Enterprise AI systems increasingly rely on language models to perform complex reasoning tasks. But when it comes to algorithmic reasoning, a fundamental question remains: Is it better for an AI to reason in natural language or in code? A new paper on arXiv from researchers Tong, Terry, Feng, Yu, Goel, Surbhi, Roth, and Dan attempts to isolate the factors that contribute to performance gains in tool-augmented language models.
The study addresses a key difficulty in comparing natural-language reasoning with code-execution pipelines: the comparison changes both the intermediate representation (language vs. code) and the execution mechanism (simulated in context vs. deterministic external execution). To separate these factors, the authors designed an intermediate intervention where the model expresses its reasoning as executable code, but a language model simulates that code in context to produce an answer.
Benchmark Results
The researchers evaluated their approach on a 40-task verifiable algorithmic benchmark. The results are striking:
| Condition | Performance vs. Natural-Language Baseline |
|---|---|
| Deterministic code execution | +31.6 percentage points |
| Intermediate intervention (code representation, simulated execution) | +0.15 percentage points |
According to the paper, deterministic code execution outperforms natural-language reasoning by 31.6 percentage points. However, the intermediate intervention — which keeps the code representation but uses simulated rather than deterministic execution — was not meaningfully different from natural-language reasoning, with a difference of only 0.15 percentage points.
Implications for AI Reasoning Design
The results suggest that, in the evaluated setting, changing the intermediate representation alone does not explain the tool-use advantage. Instead, the performance gains require reliable external execution. The authors formalize this intuition with a simple statistical decision-theoretic model that characterizes when execution dominates end-to-end risk in their disentangled trace-generation/execution regime.

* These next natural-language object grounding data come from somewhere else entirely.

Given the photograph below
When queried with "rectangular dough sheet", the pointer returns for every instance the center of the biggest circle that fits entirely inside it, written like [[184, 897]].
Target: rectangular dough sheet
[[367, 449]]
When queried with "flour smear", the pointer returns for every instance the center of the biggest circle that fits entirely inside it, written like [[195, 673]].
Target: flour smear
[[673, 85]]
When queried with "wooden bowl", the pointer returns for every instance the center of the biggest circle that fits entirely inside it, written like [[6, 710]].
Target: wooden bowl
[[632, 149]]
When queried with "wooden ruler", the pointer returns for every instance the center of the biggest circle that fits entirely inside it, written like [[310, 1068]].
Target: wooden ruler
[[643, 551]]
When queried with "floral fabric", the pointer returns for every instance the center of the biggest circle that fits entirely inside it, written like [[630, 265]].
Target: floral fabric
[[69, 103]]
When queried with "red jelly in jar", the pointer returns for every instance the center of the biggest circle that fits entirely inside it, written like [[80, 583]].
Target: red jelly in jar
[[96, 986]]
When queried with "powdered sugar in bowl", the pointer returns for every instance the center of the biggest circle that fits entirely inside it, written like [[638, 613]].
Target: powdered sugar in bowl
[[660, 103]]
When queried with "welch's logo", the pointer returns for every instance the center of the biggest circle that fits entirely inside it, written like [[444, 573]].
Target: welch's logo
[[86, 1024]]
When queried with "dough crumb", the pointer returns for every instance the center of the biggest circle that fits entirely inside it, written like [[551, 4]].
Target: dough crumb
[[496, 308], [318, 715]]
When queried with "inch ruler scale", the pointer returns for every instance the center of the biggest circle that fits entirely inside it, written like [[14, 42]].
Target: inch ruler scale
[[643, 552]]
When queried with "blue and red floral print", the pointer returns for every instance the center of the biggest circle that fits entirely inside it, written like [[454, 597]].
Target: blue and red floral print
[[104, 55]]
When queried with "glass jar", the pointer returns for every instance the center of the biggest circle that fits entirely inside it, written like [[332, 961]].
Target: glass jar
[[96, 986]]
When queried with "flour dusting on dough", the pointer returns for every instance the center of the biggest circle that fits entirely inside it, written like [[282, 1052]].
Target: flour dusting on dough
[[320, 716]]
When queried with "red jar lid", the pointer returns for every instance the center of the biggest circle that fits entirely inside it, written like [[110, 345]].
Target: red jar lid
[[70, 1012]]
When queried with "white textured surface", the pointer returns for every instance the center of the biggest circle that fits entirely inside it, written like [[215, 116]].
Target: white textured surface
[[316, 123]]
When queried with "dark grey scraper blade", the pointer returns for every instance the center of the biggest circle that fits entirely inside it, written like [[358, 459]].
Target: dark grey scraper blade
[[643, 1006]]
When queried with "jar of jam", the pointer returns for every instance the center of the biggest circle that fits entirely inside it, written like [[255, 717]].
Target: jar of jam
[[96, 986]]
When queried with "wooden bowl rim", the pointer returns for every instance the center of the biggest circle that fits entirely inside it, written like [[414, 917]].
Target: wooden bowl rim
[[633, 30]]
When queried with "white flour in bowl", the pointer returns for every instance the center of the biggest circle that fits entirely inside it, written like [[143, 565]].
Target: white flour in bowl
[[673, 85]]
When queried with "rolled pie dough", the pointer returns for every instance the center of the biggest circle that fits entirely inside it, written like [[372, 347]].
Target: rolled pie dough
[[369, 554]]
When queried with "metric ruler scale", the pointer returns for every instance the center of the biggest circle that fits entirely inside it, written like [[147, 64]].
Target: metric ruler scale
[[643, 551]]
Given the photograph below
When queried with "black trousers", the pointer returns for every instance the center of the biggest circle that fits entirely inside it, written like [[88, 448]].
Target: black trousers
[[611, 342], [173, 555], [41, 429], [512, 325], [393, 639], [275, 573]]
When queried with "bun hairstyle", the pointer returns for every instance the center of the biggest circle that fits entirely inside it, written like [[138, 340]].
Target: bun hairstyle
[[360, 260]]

To further validate their theory, the team performed a reconstruction intervention that leverages a proxy language model to infer natural-language reasoning traces from code representations. This reconstruction recovered performance comparable to the original natural-language reasoning pipeline, reinforcing their conclusion.
Takeaway for Enterprise AI
For enterprise technology leaders evaluating language model architectures for algorithmic tasks, the study provides evidence that embedding code execution capabilities — not just code-like reasoning — may be critical for achieving top performance. The findings underscore the importance of integrating deterministic execution engines rather than relying solely on in-context simulation.
The full paper, title "Is Code Better Than Language for Algorithmic Reasoning", is available on arXiv with code and data.